Asrem condannata al risarcimento di 50mila euro per mancato risposo compensativo

15 Luglio 2023 0 Di

 

di Redazione

(PressMoliLaz) Termoli (CB), 15 lug 23 Con recente sentenza pubblicata il 10/07/2023, la Corte d’Appello di Campobasso-sez. Lavoro, ha confermato integralmente la sentenza di giudice di I° grado che aveva condannato la ASREM al pagamento in favore della ricorrente-dirigente medico del P.O. di Termoli, rappresentata e difesa dall’avv. Luca Damiano del foro di Vasto, che da anni porta avanti la battaglia per il rispetto dell’orario di lavoro da parte delle Aziende sanitarie in favore del personale della sanità, della somma complessiva di circa € 50.000,00= dovuta a titolo risarcitorio per il mancato riposo compensativo e settimanale.

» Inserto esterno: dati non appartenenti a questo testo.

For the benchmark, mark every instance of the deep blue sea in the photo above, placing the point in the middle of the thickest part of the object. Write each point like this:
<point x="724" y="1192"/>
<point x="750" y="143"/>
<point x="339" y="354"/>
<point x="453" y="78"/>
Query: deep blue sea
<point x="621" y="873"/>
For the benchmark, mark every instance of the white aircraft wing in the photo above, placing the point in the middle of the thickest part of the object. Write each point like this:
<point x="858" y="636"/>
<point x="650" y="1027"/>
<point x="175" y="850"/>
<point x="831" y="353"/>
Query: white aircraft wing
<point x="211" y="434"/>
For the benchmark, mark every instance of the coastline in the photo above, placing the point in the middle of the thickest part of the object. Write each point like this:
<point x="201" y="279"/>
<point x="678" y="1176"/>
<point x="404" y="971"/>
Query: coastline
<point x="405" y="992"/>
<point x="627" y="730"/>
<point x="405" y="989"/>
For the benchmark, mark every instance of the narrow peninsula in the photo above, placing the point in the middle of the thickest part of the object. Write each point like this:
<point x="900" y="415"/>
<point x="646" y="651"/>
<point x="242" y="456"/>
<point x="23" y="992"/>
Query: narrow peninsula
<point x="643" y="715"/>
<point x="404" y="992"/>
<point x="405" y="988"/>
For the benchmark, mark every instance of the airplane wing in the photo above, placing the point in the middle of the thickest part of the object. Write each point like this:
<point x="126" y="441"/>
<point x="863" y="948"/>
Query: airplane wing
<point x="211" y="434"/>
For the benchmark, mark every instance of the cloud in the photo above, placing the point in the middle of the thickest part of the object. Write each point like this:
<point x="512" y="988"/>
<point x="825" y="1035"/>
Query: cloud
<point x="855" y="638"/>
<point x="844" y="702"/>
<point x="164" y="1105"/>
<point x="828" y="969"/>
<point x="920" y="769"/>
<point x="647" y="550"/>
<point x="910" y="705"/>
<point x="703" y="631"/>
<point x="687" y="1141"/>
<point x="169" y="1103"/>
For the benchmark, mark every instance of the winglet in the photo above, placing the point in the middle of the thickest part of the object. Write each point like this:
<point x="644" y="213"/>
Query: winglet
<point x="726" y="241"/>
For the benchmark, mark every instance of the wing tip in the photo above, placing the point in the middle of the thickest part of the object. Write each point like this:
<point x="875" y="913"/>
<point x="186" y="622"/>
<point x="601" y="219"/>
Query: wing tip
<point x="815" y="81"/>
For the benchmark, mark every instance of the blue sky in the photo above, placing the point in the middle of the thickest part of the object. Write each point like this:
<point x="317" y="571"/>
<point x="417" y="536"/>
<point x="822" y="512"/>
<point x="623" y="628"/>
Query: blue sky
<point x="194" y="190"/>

In tale pronuncia la Corte ha ribadito che il danno nel caso di specie è presunto.

Come osservato dalla Suprema Corte laddove il dipendente in servizio di pronta disponibilità venga chiamato a rendere la prestazione, l’azienda, oltre a corrispondere la maggiorazione prevista dalla contrattazione collettiva dovrà comunque garantire allo stesso il riposo settimanale, a prescindere da una sua richiesta, trattandosi di diritto indisponibile, riconosciuto dalla Carta costituzionale oltre che dall’art. 5 della direttiva 2003/88/CE (Cass., sez. L, n. 6491 del 4.4.2016). Rilevando un interesse del lavoratore che ha una diretta copertura costituzionale, il danno da mancata fruizione del riposo settimanale è presunto e non va provato (cfr. Cass., sez. L, sentenza n. 24563 dell’1.12.2016: “In tema di riposo settimanale, ove la sua fruizione oltre il settimo giorno sia legittima, in base alle previsioni normative di vario livello che disciplinano il rapporto e la specifica organizzazione del tempo di lavoro prevedendo deroghe consentite dalla legge e benefici economici compensativi, la maggiorazione del compenso per la peculiare gravosità del lavoro ha natura retributiva e la prescrizione è quinquennale; qualora, invece, la mancata fruizione del riposo dopo sei giorni di lavoro, in assenza di previsioni legittimanti la scelta datoriale, contrasti con gli artt. 36 Cost. e 2109 c.c. ed il lavoratore proponga una domanda di risarcimento del danno da usura psico-fisica, la sussistenza di tale danno deve presumersi ed il corrispondente diritto, che non ha natura retributiva, si prescrive in dieci anni. Se, poi, il lavoratore assuma di aver subito un ulteriore pregiudizio alla salute o danno biologico, che si concretizza in una “infermità” conseguente all’attività lavorativa continua non seguita dai riposi settimanali, un siffatto danno non può ritenersi presuntivamente esistente, ma ne vanno dimostrati la sussistenza ed il nesso eziologico, a prescindere dalla presunzione di colpa insita nella responsabilità nascente dall’illecito contrattuale”).

Sono tanti gli operatori sanitari che si trovano ad effettuare orari di lavoro non conformi alla disciplina contrattuale in materia, a causa della carenza di personale, che pertanto possono vantare il diritto al risarcimento del danno da usura psico-fisica nei confronti della propria azienda.